AI Analysis | Feedback
FICO's Main Products and Addressable Markets:
- Credit Scoring and Analytics: The global credit analytics and scoring market was valued at approximately USD 6.94 billion in 2023 and is projected to reach USD 17.58 billion by 2033, growing at a CAGR of 9.77% from 2024 to 2033.
- Fraud Detection and Prevention: The global fraud detection and prevention market size was valued at USD 33.74 billion in 2023 and is expected to reach USD 195.91 billion by 2032, expanding at a compound annual growth rate (CAGR) of 21.60% during the forecast period from 2024 to 2032.
- Decision Management Software/Enterprise Decision Management: The global decision management software market size was estimated at USD 10.9 billion in 2023 and is projected to grow to USD 32.7 billion by 2032, at a CAGR of 13.0% from 2024 to 2032. This market includes solutions for credit risk management and other analytical applications. The credit risk management software market specifically was valued at USD 7.2 billion in 2022 and is projected to grow to USD 20.3 billion by 2032, at a CAGR of 11.2% during the forecast period.
AI Analysis | Feedback
Expected Drivers of Future Revenue Growth for Fair Isaac (FICO) Over the Next 2-3 Years
- Cloud Transformation and Increased Subscription Revenue: A significant driver of future revenue growth for FICO is the ongoing migration of its customers to cloud-based solutions and the associated increase in recurring subscription revenue. This involves transitioning existing clients to the FICO Cloud and attracting new clients with the benefits of its scalable and integrated cloud offerings. As more clients adopt FICO's cloud-native platforms, the company benefits from more predictable, recurring revenue streams and potentially higher customer lifetime value.
- Expansion of FICO Platform Adoption: FICO's integrated decisioning platform is a key focus for growth. Increased adoption of the FICO Platform by both existing and new customers is expected to drive revenue. This includes clients expanding their use of various modules and services within the platform, thereby deepening their engagement and increasing the value derived from FICO's comprehensive analytical and decisioning capabilities.

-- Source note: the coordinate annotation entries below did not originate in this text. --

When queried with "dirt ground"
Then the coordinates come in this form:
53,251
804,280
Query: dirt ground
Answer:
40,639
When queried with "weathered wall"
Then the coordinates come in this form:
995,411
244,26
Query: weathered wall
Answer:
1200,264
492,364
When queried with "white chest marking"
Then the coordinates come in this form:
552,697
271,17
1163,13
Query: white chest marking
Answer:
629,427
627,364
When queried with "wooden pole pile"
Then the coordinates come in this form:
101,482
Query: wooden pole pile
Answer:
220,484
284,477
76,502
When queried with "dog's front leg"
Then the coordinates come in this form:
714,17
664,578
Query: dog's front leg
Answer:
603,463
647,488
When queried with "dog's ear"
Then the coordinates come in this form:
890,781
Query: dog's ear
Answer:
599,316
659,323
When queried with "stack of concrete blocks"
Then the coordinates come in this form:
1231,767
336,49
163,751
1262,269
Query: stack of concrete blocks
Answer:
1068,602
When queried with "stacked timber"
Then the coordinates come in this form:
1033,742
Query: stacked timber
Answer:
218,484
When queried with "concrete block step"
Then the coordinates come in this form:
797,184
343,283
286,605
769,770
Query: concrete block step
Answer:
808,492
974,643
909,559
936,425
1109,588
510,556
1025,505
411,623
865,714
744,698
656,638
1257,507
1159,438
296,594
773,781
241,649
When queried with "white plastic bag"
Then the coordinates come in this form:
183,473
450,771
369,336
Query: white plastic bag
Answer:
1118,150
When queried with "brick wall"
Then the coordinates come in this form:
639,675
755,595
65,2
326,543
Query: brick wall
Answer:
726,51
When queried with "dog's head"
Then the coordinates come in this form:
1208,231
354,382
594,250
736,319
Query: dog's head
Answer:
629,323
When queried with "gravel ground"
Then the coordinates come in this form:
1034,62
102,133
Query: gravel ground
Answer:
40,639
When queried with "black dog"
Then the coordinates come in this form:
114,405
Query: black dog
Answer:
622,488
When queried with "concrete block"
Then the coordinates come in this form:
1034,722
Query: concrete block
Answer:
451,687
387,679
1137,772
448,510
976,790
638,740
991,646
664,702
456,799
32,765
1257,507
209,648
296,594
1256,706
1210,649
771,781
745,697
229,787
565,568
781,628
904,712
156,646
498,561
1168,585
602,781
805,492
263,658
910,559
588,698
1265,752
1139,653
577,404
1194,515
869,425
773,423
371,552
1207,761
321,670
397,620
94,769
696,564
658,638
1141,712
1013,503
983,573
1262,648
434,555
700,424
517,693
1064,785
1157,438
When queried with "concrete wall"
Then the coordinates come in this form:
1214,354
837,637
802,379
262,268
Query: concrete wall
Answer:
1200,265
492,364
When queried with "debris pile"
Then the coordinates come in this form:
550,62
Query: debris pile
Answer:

- Growth in FICO Scores and Industry-Specific Solutions Volume: Continued strong demand for FICO Scores in credit originations and portfolio management across various industries, coupled with the expansion of other specialized solutions (e.g., fraud detection, compliance, marketing analytics), will contribute to revenue growth. As businesses increasingly rely on data-driven decisions, the volume of FICO Scores utilized and the uptake of its tailored solutions are expected to rise globally.
- Strategic Market Expansion: FICO is anticipated to drive revenue growth through strategic expansion into new geographic markets and by broadening its customer base within existing markets. This includes targeting underserved regions or industries where there is a growing need for advanced analytics, risk management, and customer decisioning solutions. Expanding market penetration allows FICO to capture new revenue opportunities.

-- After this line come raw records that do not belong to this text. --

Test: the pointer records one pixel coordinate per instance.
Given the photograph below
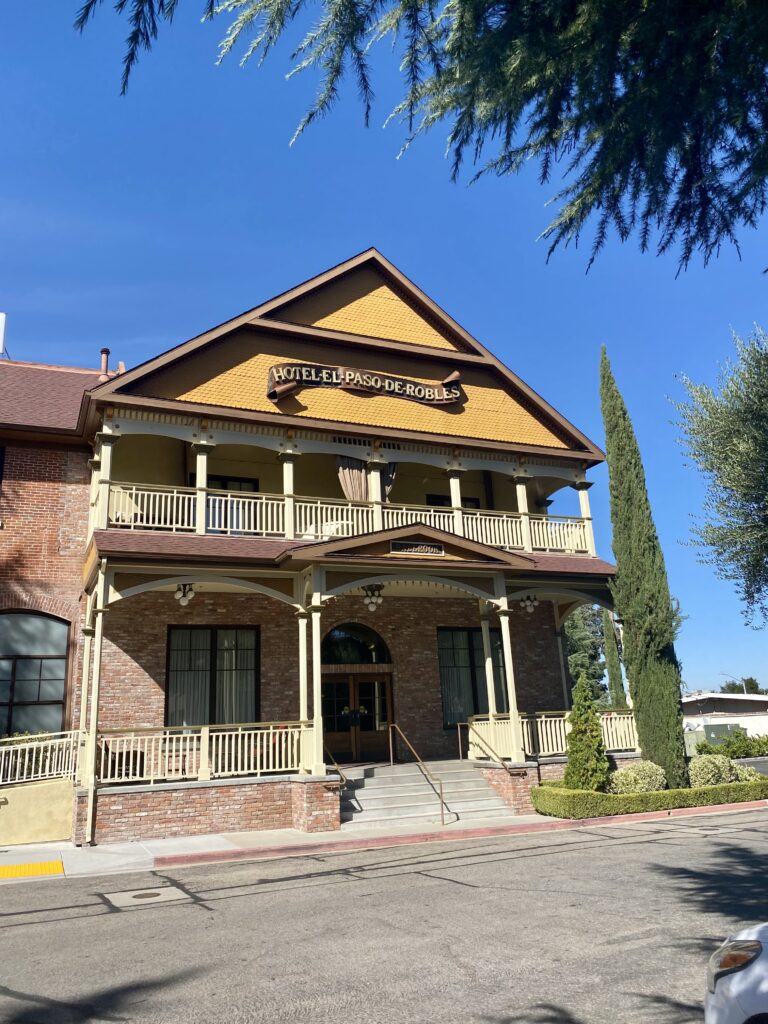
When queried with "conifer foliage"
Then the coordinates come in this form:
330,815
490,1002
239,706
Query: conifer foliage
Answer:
616,695
588,766
641,593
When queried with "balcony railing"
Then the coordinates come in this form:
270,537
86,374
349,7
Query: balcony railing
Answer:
133,506
201,753
546,734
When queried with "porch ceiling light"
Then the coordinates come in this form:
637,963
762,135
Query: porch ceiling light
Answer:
184,594
372,595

- Leveraging Data and Analytics for Enhanced Product Offerings: FICO's extensive data assets and analytical expertise will continue to fuel the development and enhancement of new products and services. By continuously innovating and introducing solutions that address evolving client needs in areas like fraud prevention, regulatory compliance, and customer engagement, FICO can generate new revenue streams and strengthen its competitive position.
AI Analysis | Feedback
Fair Isaac (FICO) has made the following capital allocation decisions over the last 3-5 years:Share Repurchases
- Fair Isaac repurchased approximately $1.7 billion of its common stock over the three fiscal years ending Q3 FY24.
- The company's Board of Directors authorized an additional $500 million share repurchase program in November 2023.
- Prior to that, a $500 million share repurchase program was authorized in February 2022, and another $500 million program was authorized in November 2021.
Outbound Investments
- In September 2022, Fair Isaac acquired Deed Research for approximately $55 million.
Capital Expenditures
- Fair Isaac's capital expenditures were $52.7 million for fiscal year 2023 and $56.6 million for fiscal year 2022.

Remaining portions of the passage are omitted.